L’Europe soutient Madrid. Le sommet européen de jeudi et vendredi à Bruxelles doit renforcer le Premier ministre espagnol.

Tous les États européens sont-ils derrière lui? Pas exactement. Le gouvernement belge, tiraillé entre son aile libérale et les nationalistes de la N-VA, s’est montré très critique à l’encontre de la répression menée par les policiers espagnols contre les Catalans lors du référendum du 1er octobre (voir ci-contre).

Nul doute que Charles Michel et Mariano Rajoy, assis l’un à côté de l’autre durant le sommet, ont trouvé des choses à se dire.

Une période d’instabilité

Lors du référendum jugé illégal, 90% des participants se sont prononcés pour l’indépendance de la Catalogne mais le taux de participation n'était que de 43%. Depuis lors, Madrid refuse de dialoguer avec les indépendantistes, qu’elle qualifie de "hors-la-loi".
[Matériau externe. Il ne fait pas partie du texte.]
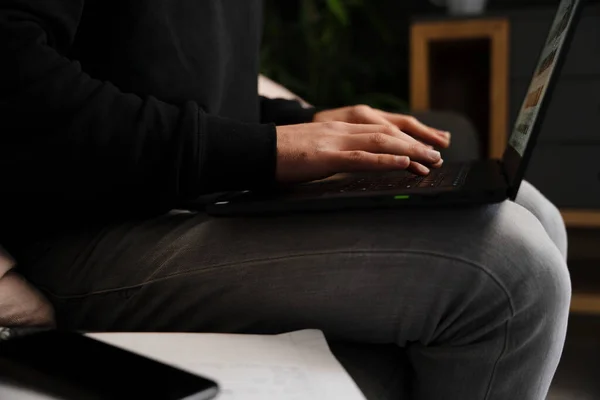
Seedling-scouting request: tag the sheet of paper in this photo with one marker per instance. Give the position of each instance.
(292, 366)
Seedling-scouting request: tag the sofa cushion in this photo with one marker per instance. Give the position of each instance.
(21, 305)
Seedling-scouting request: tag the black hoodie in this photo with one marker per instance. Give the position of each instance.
(130, 104)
Les deux leaders du mouvement séparatiste, Jordi Sanchez et Jordi Cuixart, ont été arrêtés lundi par la Justice espagnole après qu’une manifestation ait mal tourné, le 20 septembre. Les Catalans considèrent qu’il s’agit de "prisonniers politiques". Madrid voit en eux des "délinquants de droit commun".

Les économies espagnoles et catalanes subissent de plein fouet cette période d’instabilité. Depuis la déclaration d’indépendance, plus de 600 entreprises ont quitté la Catalogne. Le tourisme a reculé de 15% dans la région.

Les mouvements séparatistes catalans invitent désormais leurs sympathisants à orchestrer ce vendredi matin une ruée bancaire dans les cinq plus grandes banques espagnoles.

L’éventualité d’une intervention directe de Madrid en Catalogne par le gouvernement Rajoy a rendu du baume à la Bourse espagnole.